Irene Tor Carroggio, 15 años

                 Colegio Canigó (Barcelona)  

       Allí estaban de nuevo, metidos en ese trasto que Roberto cuidaba con tanto esmero. En la radio sonaba una canción demasiado actual como para que le gustara. Compuso una mueca de disgusto y cambió de emisora. Escucharon entonces las noticias. María suspiró. Recordaba el primer coche que se compraron: un seiscientos, automóvil que en su época tuvo gran éxito y que a ellos les supuso el inicio de un nuevo mundo y los ahorros de muchos años de trabajo.

       El seiscientos había pasado a mejor vida. Roberto se empeñó en comprar otro coche en el que cupiesen todos, y eso que aún no había niños correteando por la casa. Él los deseaba y todavía hoy, a los sesenta y cuatro años, los sigue aguardando. Anhela que, en cualquier instante, un pequeño salga de cualquier esquina, que se le tire al cuello y le llame “papá” y él tenga que regañarlo por armar alboroto. Lo añora. María lo sabe y aunque él jamás le recriminó nada, se siente culpable, pero cada mañana moja las penas en el café y se las traga, como siempre ha hecho y como parece que está destinada a hacer el resto de su vida.

       María le miró: allí estaba Roberto, su marido. Era un hombre con entradas marcadas, canoso y un poco arrugado. Tenía unos ojos de color aguamarina, preciosos, capaces de enamorar a cualquiera, pero que competían con una tripita que amenazaba crecer si continuaban los excesos en el bar. Ella no sabía si le quería o si ya lo tenía demasiado visto. Era él y punto, el hombre con el que vivía desde hacía demasiados años como para recordar los sucesos de antes de que apareciese en su vida. Se levantaban cada día y desayunaban en silencio. María veía a Roberto que leía y releía la misma página del diario, no porque estuviese interesado en la actualidad, ni mucho menos. Lo hacía para esquivar la mirada de su mujer, que le recordaba que tenían que hablar. Pero, hablar... ¿de qué?

       María notó que Roberto se incomodaba, giró la cara y miró por la ventanilla. A lo lejos se divisaba una fina línea azul. Se dirigían a la costa, como cada verano, a esa casita en la playa que en su tiempo había sido de los padres de él. Les esperaba un agosto caluroso y lento.

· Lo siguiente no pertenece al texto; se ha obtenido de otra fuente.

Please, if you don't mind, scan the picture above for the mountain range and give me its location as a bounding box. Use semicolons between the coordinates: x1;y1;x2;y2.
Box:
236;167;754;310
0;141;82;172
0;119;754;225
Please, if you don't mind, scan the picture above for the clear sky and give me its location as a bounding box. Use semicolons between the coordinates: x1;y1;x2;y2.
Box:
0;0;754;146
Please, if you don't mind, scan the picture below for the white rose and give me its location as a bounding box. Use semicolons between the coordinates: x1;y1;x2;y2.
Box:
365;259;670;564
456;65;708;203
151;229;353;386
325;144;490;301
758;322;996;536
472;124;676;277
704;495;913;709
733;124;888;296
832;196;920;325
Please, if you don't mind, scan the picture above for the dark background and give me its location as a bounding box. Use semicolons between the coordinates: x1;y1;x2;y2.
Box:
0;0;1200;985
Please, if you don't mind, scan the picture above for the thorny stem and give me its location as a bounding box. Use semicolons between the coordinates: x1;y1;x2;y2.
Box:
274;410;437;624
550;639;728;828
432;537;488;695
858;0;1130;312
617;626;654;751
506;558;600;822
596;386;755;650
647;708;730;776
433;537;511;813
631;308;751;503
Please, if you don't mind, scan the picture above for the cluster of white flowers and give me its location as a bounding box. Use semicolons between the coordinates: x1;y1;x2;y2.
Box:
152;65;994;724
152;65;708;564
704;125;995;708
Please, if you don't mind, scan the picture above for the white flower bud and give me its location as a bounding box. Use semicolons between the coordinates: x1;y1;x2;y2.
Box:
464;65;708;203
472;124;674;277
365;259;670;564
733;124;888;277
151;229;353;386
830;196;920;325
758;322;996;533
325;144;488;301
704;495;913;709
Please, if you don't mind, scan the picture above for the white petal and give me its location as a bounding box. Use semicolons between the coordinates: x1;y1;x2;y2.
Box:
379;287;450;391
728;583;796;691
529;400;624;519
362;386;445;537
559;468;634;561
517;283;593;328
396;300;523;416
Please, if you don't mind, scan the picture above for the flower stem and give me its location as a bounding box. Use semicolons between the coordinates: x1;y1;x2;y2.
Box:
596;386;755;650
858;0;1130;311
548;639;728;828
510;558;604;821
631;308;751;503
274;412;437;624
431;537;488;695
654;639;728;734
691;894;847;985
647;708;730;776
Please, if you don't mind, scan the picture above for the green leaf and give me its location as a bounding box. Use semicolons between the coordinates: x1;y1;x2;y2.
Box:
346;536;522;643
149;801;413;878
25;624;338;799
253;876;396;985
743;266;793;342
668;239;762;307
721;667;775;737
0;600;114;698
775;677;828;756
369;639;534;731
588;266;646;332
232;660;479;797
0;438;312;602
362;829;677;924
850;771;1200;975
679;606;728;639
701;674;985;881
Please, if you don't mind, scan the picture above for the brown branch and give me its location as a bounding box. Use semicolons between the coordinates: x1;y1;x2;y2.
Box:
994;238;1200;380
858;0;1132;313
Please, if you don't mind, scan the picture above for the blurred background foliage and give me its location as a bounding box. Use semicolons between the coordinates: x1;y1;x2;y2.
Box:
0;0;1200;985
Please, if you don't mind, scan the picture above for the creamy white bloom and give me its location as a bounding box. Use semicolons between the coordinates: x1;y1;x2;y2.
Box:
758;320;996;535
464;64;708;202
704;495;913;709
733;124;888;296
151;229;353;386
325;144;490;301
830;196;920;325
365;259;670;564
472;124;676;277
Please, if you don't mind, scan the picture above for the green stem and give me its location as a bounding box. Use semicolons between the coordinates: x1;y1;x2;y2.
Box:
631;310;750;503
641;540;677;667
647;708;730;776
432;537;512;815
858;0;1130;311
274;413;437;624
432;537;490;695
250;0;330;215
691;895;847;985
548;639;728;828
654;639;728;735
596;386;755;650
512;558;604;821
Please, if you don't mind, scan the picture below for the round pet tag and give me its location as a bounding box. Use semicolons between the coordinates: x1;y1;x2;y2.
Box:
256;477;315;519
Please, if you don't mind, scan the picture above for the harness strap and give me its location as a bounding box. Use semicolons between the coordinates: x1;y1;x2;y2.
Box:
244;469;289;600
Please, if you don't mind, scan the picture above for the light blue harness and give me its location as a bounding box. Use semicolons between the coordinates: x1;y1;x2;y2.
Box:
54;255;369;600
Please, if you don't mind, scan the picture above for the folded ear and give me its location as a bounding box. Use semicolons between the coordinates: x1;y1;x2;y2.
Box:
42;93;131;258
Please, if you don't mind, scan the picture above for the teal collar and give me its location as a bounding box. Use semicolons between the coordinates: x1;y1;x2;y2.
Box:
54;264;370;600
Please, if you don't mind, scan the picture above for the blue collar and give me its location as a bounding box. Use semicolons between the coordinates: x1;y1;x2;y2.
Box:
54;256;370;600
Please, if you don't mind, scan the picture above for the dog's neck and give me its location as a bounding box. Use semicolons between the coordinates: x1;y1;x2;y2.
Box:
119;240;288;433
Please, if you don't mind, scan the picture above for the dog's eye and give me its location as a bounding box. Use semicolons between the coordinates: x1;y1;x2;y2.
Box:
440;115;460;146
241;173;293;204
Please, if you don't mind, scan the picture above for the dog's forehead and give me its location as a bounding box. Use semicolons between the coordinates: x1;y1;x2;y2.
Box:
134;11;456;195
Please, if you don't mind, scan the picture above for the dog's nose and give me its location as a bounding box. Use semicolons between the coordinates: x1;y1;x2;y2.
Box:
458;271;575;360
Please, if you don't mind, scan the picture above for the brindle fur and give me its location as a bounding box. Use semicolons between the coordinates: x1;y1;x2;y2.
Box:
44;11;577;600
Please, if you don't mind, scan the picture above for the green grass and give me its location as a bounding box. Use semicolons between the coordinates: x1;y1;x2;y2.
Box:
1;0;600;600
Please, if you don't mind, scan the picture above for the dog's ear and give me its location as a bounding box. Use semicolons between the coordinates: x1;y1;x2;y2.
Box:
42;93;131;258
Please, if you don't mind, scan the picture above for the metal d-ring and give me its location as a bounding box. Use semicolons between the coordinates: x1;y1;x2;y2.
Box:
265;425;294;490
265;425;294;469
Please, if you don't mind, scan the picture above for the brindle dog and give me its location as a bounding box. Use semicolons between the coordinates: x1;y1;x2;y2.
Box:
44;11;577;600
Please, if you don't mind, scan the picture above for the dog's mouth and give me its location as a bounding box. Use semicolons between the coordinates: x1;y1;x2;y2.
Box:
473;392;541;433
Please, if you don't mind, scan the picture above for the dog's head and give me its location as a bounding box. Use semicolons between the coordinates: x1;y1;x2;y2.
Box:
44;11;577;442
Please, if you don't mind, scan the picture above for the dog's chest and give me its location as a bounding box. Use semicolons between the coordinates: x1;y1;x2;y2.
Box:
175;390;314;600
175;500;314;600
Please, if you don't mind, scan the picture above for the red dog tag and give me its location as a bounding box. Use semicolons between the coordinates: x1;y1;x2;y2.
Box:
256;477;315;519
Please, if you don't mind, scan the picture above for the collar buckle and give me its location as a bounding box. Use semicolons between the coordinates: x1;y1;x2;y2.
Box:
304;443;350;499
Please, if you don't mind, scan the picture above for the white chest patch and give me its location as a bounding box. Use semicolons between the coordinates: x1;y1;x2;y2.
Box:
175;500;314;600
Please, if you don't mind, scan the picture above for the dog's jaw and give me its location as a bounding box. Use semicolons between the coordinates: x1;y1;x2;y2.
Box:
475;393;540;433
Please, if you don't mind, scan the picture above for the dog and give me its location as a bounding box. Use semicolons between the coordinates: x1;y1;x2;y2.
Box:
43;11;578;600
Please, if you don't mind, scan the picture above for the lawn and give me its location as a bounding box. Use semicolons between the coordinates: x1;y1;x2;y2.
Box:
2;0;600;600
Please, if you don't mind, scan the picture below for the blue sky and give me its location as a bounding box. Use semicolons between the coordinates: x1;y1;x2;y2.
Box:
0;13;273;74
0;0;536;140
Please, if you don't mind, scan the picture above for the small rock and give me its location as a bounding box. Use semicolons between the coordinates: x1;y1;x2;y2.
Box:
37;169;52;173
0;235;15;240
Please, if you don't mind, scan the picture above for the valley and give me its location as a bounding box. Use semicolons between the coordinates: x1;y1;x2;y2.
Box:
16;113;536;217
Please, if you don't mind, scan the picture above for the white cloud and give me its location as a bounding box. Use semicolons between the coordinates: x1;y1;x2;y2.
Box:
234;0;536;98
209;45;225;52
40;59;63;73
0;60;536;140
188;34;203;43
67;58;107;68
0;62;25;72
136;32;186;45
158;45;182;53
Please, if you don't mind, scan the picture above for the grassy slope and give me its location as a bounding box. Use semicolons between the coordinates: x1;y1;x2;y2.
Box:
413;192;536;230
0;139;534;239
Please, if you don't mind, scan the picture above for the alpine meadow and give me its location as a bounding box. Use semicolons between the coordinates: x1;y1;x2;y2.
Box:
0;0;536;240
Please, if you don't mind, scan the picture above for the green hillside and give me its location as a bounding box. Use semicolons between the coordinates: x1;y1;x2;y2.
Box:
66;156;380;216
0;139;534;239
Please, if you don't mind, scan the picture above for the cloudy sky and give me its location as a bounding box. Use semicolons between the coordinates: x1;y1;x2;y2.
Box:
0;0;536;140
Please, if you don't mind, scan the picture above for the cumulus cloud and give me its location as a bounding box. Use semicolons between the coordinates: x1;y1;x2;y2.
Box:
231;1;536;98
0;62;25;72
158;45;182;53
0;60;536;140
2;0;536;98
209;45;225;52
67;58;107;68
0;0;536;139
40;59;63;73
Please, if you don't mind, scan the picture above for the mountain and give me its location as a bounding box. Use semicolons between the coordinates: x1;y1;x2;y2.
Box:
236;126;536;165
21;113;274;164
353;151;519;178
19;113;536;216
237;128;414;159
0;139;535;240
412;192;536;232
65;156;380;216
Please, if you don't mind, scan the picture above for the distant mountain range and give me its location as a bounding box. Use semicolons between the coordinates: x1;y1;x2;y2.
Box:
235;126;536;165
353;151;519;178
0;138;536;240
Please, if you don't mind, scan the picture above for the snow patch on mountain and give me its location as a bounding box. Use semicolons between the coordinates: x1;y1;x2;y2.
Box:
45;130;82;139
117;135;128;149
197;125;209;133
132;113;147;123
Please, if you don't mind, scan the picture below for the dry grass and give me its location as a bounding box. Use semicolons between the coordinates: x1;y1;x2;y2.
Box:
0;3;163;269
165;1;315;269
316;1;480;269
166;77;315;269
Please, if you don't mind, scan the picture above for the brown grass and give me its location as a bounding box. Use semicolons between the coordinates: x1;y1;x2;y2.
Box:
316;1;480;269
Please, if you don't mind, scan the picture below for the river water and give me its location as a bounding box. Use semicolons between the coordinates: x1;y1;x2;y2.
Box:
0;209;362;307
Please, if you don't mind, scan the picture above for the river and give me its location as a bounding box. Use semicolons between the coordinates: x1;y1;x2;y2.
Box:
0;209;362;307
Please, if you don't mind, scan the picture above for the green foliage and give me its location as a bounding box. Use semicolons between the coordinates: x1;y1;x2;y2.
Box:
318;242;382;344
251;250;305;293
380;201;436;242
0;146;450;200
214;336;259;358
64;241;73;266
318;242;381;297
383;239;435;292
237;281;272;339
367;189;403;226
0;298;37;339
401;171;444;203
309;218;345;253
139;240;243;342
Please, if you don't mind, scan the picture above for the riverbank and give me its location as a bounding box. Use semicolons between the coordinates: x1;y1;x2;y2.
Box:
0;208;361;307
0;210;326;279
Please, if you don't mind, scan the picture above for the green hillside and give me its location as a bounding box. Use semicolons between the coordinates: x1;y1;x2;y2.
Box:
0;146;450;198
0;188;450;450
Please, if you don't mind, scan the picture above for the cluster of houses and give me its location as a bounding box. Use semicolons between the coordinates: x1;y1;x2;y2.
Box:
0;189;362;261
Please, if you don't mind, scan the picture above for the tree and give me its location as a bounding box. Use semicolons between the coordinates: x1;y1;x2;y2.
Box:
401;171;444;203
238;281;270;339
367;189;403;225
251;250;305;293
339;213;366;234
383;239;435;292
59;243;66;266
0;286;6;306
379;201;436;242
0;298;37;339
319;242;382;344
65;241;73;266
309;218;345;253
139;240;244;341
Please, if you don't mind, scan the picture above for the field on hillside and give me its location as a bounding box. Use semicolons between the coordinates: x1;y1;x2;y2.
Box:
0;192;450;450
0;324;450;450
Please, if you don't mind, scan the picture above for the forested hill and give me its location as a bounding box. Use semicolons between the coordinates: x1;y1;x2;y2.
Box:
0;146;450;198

Se sentarían cada tarde en el porche, él leería o dormitaría y ella pensaría qué podría hacer de cena, si macarrones o ensaladilla, y por décimo quinto año consecutivo miraría con asco las paredes del porche y se propondría pintarlas de otro color. El silencio sólo se vería turbado por algún “voy al baño” o “creo que suena el teléfono, ¿vas tú?”. Se levantarían hacia las ocho, cenarían a las ocho y media y a las nueve ya estarían en la cama, intentando conciliar el sueño. Alguna mañana él le invitaría a dar un paseo por la orilla del mar, pero ella sabía que Roberto prefería caminar solo, así que le diría “vete tú, que tengo trabajo” y contemplaría desde el porche cómo se descalzaba para irse a paso lento, muy lento, para no llegar así demasiado pronto.

       El coche se detuvo. Habían llegado.

       -¿Qué harás para cenar?

       -Lo que prefieras, macarrones o ensaladilla.

       -Lo que te sea más fácil.

Roberto aparcó y descargó los bultos. Cuando acabó entró en la casa, dejando la puerta abierta y a María todavía en el auto. Se oía de fondo una canción de los Beatles.

       -¡María, no hay agua caliente! -chilló desde el segundo piso.

       Siempre tuvo una buena voz. Cuando eran novios, María bromeaba diciéndole que debía de haber sido barítono.

       -¿María...?

       Ella sonrió al bajarse del coche. Pensó que le apetecía cocinar algo diferente, tal vez una ensalada para después recuperar al amor de su vida.